Der Körper zeigt es einem, wenn man sich früh ins Bett begibt und wann und wie wach man dann früh auch auf ist.

Wecker sollte tabu bleiben im optimalen Falle.

Vor Mitternacht ins Bett zu gehen ist sehr sehr förderlich.

Und was man am Abend unmittelbar vor dem Schlafen macht ist wichtig für die Erholung. Ob Trhiller angucken oder Besinnliches Beisammen sein oder Nichts und Ruhe geht mit in den Schlaf über.

Sollte man Nachts aufwachen, hilft es einfach wachsam zu bleiben ohne darüber nachzudenken oder es zu verurteilen, was einen da im Schlaf bewegt.

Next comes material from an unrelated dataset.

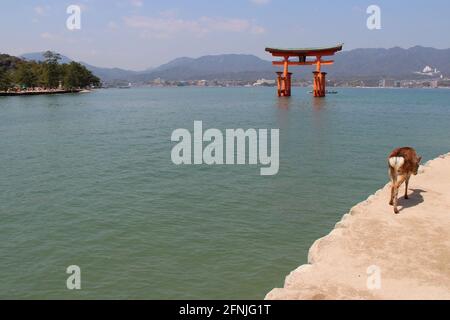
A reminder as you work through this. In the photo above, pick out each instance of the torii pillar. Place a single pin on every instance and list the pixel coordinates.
(284, 79)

Z.B.: Gibt es Unverdautes, das dann Nachts hoch kommt. Dann ist es hilfreich liebevoll mit sich zu bleiben und nur wach. Irgendwann fällt man dann in den Schlaf wieder. Den Geschichten keine Energie geben. Einfach nehmen und wieder vorbeiziehen lassen. Dadurch verlieren sie mit der Zeit ihre Dramatik und lösen sich auf.

DEN erwachsenen Menschen gibt es nicht. Das ist individuell.

zwischen 6 und 8, durchschnittlich, aber von mensch zu mensch verschieden

8 Std. wäre schon top!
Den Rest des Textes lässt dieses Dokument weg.